Election 2017: Labour ‘will take a rights-based approach’ to protecting disabled people
Labour has promised that it will take a “rights-based approach” to protecting the interests of disabled people, if it wins power at next week’s general election.
At the centre of that approach will be incorporating the UN Convention on the Rights of Persons with Disabilities into UK law for the first time.
Labour’s Kate Green, a former shadow minister for disabled people, made the pledge at a disability hustings event in Westminster that had been organised by the Disability Charities Consortium, the Disability Benefits Consortium and the Care and Support Alliance.
She said a Labour government would produce a “comprehensive strategy to advance the rights of disabled people”.
She also told the event that an incoming Labour government needed to introduce a “comprehensive and holistic strategy to make disabled people’s rights a reality”, including investing in services and financial support and “the access they need to fulfil their full potential”.
She said:
“It means reversing the damaging cuts that have taken place since 2010 to social security benefits, to public services.
“It means investing in the support and the means of enabling disabled people to reach and fulfil their ambitions, and in particular ensuring maximum access to and participation in top quality education.
“It means under-pinning our ambitions with an institutional and legal infrastructure through domestic legislation, our Equality Act, compliance with international obligations, and with adequate resources for our watchdogs, [including] our Equality and Human Rights Commission (EHRC), to ensure that the interests of disabled people are kept at the forefront of the incoming government’s agenda.”
She told Disability News Service later that incorporating the UN convention into UK law was:
“all the more important now because of the whole uncertainty following the Brexit result and the opportunity that that may be seen to be to water down rights.
“So having a firm, clear legal basis in UK law becomes even more significant.”
She said that ensuring the convention was part of UK law would have significant implications, including placing “a lot more expectation on public service design and provision”.
But she warned that such a move could not be made immediately, and would need a “comprehensive strategy” that would lead eventually to full implementation of the convention.
Green agreed that Labour’s manifesto was stronger on disabled people’s rights than it had been at the 2015 election.
She said:
“The party is more confident about some of its political stances.
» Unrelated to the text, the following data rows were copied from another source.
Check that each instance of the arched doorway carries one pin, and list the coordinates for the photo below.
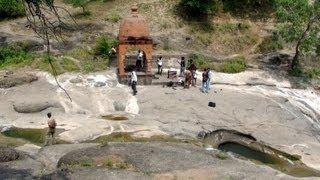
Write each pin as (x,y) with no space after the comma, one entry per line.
(134,34)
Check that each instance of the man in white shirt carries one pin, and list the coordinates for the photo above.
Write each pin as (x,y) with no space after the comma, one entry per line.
(139,59)
(134,80)
(160,63)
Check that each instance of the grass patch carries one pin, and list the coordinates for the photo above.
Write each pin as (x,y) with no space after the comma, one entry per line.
(80,15)
(15,54)
(313,73)
(10,142)
(113,17)
(164,25)
(201,61)
(19,136)
(126,137)
(270,44)
(103,46)
(115,117)
(222,156)
(36,136)
(234,65)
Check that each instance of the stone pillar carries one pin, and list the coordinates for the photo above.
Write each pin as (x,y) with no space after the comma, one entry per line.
(121,59)
(149,60)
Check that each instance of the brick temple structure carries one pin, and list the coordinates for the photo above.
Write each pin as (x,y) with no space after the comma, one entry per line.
(134,33)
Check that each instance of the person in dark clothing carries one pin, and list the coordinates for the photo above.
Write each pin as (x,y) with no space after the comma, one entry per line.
(182,66)
(193,68)
(160,63)
(205,80)
(134,80)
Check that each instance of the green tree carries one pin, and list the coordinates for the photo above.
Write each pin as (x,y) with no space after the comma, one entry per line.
(299,23)
(11,8)
(79,3)
(197,8)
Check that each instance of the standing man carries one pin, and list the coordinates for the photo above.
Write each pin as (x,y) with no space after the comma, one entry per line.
(209,79)
(193,68)
(134,80)
(139,59)
(205,81)
(182,66)
(52,128)
(160,63)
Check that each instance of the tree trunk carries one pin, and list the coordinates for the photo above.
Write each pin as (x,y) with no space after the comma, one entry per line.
(295,61)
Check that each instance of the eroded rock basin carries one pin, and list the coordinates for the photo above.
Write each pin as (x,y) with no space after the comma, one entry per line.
(246,146)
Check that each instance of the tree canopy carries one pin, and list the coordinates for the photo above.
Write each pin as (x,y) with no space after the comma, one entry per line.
(299,22)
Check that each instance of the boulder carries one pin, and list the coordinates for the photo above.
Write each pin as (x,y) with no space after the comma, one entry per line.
(119,105)
(76,80)
(99,84)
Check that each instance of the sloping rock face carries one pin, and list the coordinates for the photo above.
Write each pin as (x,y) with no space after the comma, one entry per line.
(160,160)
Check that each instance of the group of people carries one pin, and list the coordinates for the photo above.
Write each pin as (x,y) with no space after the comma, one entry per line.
(187,73)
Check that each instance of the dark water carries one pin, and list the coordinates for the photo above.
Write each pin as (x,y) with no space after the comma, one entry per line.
(293,168)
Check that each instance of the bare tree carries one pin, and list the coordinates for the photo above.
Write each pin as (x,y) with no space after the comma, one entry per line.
(45,18)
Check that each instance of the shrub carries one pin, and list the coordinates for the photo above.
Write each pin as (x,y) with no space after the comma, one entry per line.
(166,45)
(270,44)
(253,8)
(79,3)
(104,45)
(14,54)
(235,65)
(196,9)
(113,17)
(313,73)
(201,61)
(11,8)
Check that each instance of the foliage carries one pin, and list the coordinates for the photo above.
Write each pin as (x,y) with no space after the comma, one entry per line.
(251,8)
(14,54)
(270,44)
(235,65)
(196,9)
(201,61)
(299,22)
(166,45)
(79,3)
(313,73)
(113,17)
(104,45)
(11,8)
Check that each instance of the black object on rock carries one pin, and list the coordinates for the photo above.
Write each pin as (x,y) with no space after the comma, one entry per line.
(212,104)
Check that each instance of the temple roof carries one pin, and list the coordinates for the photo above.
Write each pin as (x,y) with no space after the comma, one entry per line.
(134,26)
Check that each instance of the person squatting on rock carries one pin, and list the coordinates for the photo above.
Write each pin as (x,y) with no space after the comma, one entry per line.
(205,80)
(52,129)
(193,68)
(182,66)
(133,82)
(160,63)
(188,78)
(139,60)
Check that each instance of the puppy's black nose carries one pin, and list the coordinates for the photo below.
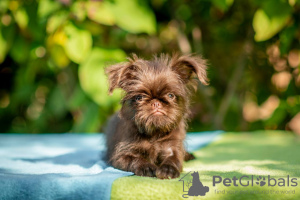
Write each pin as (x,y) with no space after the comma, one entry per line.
(156,105)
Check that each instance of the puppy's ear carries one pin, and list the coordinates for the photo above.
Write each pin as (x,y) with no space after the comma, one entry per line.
(122,74)
(188,65)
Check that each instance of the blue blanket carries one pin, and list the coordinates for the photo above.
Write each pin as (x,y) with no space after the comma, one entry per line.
(63,166)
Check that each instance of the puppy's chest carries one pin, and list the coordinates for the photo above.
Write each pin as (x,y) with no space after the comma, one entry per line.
(156,151)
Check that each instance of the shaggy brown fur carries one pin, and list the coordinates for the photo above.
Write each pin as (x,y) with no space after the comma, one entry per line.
(146,136)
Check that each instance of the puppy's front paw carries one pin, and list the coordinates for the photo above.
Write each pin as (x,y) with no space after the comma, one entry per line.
(146,169)
(166,171)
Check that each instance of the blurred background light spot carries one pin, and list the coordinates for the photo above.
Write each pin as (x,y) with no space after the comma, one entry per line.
(40,52)
(281,80)
(141,43)
(294,58)
(268,107)
(294,124)
(6,19)
(4,99)
(252,112)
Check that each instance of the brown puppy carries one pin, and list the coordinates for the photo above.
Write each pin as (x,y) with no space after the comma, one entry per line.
(146,136)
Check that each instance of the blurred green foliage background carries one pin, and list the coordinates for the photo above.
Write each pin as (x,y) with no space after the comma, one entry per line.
(53,54)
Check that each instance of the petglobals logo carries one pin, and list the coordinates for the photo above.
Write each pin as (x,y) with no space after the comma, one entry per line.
(194,186)
(260,181)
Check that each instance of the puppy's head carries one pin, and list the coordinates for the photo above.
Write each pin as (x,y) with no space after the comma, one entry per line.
(157,91)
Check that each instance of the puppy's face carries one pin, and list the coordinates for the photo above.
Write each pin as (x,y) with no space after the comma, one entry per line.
(156,91)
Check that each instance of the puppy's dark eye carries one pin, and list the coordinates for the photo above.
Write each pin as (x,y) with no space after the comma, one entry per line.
(139,98)
(171,96)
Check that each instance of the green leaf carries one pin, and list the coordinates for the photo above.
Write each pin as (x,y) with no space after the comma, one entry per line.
(20,50)
(134,16)
(21,18)
(56,20)
(223,5)
(78,44)
(89,120)
(47,7)
(3,47)
(270,19)
(93,79)
(286,38)
(101,12)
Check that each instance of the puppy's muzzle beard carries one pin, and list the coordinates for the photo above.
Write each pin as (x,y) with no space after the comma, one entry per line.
(153,124)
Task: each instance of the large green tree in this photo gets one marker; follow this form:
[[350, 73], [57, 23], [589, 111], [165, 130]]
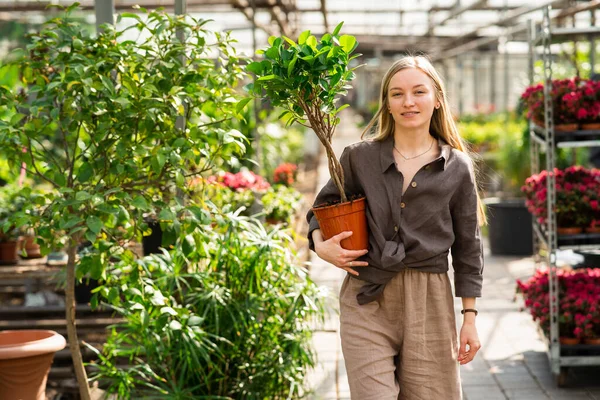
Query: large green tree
[[96, 118]]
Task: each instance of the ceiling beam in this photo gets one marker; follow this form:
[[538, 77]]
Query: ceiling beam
[[324, 11], [245, 8], [518, 29]]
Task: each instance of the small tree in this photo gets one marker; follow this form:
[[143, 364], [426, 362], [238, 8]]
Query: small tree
[[96, 119], [306, 79]]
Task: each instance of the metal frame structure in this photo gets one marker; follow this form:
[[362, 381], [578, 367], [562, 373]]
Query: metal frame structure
[[545, 140]]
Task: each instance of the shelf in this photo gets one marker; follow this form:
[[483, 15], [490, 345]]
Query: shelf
[[581, 241], [577, 138], [568, 34]]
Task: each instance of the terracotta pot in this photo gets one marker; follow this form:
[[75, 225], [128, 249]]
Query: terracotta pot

I guess that reflects Jeremy’s leadership.
“He’s confident about his stance and that’s filtering I think into the policy agenda.”
She said Labour was “absolutely committed” to investing in public services, such as education, health and care, and built environment infrastructure.
But she said it was also committed to disability equality and disabled people’s rights “through the UN convention, through the Equality Act and through strengthening the EHRC’s capacity, resources and its authority”.
And she stressed that this would mean increased funding for the commission.